Bondgirls: Figuren mit Tiefgang – oder nur mit schönem Gang

Obschon zweideutige Bondgirl-Namen wie etwa Pussy Galore («Goldfinger») oder Xenia Onatopp («Golden- Eye») diesmal fehlen, bietet «Casino Royale» reichlich Frauenpower.

Besonders sexy kommt im Film die Französin Eva Green (26) rüber, welche schon in Bernardo Bertoluccis WG-Drama «The Dreamers» nicht nur mit provokativen Nacktauftritten, sondern auch mit schauspielerischem Können überraschte. Ihre Rolle als Vesper Lynd will sie nicht als Bimbo-Auftritt verstanden wissen: «Sie ist keine Tussi. Stattdessen verfügt die Figur über viel Tiefgang.»

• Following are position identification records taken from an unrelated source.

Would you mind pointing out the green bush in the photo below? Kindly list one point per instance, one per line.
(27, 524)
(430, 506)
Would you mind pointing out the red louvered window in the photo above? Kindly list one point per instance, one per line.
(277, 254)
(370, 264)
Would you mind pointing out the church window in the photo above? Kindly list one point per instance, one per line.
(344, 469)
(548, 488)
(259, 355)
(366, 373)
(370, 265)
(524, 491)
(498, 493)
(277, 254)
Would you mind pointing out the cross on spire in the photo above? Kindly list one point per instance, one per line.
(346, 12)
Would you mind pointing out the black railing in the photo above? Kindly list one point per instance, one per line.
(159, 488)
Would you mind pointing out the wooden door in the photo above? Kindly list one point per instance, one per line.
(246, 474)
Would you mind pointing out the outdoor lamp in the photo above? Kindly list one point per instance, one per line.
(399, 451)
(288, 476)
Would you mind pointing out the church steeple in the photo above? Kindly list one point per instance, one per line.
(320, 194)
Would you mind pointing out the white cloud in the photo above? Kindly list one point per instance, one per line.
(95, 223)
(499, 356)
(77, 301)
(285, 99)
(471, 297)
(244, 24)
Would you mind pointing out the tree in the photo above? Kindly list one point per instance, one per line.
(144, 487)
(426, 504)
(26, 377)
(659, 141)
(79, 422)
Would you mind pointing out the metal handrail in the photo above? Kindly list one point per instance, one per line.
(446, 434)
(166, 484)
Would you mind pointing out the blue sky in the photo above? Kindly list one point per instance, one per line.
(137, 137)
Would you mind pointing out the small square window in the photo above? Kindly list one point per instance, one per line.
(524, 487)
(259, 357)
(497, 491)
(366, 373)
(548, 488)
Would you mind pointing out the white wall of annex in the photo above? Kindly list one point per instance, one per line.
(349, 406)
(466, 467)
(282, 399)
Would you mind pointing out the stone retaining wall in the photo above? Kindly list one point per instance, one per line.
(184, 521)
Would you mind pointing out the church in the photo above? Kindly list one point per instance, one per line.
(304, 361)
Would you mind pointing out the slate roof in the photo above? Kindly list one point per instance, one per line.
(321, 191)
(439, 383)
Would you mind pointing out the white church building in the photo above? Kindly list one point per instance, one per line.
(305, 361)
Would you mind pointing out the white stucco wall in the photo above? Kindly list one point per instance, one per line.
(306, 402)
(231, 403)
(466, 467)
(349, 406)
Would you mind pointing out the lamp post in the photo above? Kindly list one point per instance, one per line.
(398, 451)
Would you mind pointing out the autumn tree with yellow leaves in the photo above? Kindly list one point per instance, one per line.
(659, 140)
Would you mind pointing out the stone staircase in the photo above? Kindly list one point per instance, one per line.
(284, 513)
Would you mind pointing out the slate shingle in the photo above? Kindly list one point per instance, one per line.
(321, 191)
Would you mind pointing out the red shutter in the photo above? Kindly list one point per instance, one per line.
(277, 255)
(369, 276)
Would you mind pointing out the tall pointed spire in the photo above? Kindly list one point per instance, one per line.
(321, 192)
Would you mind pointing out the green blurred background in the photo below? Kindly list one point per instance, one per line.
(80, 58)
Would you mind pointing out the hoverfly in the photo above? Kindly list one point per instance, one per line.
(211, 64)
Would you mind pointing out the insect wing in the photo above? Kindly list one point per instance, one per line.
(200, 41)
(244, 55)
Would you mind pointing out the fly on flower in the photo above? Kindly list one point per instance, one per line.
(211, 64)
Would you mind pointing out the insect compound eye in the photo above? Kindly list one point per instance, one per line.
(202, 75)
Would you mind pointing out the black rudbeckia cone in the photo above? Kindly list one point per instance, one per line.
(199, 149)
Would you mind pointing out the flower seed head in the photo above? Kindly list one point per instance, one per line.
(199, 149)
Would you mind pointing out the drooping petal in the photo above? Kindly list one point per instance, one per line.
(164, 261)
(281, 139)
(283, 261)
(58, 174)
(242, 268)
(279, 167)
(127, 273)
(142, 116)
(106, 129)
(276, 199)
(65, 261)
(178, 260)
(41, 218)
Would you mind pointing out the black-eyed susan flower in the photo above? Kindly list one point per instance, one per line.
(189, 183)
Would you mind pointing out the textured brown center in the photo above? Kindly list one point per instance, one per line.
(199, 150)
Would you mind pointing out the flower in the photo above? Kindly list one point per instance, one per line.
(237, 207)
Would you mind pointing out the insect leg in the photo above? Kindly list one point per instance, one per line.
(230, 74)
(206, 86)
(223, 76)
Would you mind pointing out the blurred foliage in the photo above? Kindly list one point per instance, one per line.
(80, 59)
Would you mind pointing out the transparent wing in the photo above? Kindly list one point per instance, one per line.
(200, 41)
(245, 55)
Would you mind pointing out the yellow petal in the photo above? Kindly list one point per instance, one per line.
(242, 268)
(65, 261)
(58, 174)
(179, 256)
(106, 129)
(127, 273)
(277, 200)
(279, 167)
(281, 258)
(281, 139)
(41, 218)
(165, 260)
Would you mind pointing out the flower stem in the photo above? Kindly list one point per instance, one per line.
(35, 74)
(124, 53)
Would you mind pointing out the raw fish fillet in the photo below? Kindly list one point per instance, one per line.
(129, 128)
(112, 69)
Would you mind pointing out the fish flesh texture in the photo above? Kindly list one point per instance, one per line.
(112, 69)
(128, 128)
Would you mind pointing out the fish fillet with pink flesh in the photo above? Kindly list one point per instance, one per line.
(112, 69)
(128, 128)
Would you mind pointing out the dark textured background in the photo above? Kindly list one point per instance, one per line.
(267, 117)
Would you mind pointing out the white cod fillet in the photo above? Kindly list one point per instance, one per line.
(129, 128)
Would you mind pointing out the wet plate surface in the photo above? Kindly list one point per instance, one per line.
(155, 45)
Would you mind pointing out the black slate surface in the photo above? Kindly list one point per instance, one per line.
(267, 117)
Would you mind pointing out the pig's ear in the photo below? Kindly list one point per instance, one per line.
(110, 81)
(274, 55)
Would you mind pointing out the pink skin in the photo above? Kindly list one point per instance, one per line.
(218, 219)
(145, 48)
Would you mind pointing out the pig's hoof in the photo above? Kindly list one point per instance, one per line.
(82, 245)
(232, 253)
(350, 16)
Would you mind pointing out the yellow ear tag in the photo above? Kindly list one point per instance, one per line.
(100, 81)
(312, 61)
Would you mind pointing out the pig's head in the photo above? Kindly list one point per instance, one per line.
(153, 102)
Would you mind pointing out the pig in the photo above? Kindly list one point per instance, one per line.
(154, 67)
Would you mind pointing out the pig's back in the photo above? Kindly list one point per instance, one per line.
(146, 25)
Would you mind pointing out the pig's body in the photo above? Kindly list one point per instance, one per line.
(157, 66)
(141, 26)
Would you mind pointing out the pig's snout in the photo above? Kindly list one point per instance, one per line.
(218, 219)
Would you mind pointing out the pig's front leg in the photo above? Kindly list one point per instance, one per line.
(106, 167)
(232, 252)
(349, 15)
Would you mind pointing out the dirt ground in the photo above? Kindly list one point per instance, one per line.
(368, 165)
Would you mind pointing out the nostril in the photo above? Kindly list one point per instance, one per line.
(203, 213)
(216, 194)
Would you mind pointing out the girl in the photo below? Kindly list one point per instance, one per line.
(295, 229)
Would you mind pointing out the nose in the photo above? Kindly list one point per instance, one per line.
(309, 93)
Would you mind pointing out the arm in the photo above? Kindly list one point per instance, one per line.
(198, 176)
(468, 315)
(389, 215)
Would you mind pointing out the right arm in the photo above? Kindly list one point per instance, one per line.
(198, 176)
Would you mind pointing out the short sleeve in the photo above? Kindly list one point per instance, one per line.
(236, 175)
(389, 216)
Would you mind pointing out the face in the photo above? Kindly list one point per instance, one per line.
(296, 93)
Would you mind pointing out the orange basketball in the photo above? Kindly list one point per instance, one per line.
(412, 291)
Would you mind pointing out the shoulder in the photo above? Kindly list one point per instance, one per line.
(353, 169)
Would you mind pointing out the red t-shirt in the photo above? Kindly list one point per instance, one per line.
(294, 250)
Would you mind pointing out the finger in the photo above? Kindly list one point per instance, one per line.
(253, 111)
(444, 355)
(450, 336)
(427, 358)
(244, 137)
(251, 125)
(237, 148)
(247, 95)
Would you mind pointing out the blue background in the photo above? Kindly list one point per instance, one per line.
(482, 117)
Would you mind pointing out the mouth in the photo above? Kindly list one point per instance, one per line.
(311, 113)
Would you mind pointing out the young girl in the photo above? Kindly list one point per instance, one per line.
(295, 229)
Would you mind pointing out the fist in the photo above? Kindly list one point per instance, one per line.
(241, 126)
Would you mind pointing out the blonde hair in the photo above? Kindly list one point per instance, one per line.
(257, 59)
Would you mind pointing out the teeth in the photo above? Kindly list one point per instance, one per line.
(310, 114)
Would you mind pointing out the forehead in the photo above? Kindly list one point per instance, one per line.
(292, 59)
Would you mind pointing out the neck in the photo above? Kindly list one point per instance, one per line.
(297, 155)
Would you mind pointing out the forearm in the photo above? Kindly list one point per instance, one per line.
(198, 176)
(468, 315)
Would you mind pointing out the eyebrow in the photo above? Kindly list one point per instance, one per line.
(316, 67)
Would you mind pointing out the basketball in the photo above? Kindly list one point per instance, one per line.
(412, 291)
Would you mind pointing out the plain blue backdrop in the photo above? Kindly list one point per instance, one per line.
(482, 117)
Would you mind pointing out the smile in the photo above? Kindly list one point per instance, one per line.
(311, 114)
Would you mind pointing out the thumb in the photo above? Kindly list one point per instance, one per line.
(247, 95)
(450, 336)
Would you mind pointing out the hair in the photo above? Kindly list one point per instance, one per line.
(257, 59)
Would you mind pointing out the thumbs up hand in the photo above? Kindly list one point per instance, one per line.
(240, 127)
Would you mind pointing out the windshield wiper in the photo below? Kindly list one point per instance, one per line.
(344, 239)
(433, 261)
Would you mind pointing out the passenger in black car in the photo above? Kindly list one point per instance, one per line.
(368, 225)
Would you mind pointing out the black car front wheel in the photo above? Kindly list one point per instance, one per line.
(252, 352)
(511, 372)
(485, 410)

Ganz anders die Italienerin Caterina Murino (29), die sich im Filmgeschäft erst noch bewähren muss: «Viele Leute sagen, dass die schauspielerische Karriere mit einem Auftritt als Bondgirl vorbei ist. Ich hoffe jedoch, dass mir dieser Film noch mehr Türen öffnet.»

Als pure Zierde («window dressing») bezeichnet der Regisseur Martin Campbell die Dritte im Bunde: Ivana Milicevic (32) verkörpert Valenka, die Komplizin des Oberbösewichts Le Chiffre. «Es ist schön zu sehen, wie sie ihren Po bewegt, wenn

sie aufs Boot klettert. Und das ist auch der einzige Grund, warum sie im Film ist», meint Campbell lakonisch.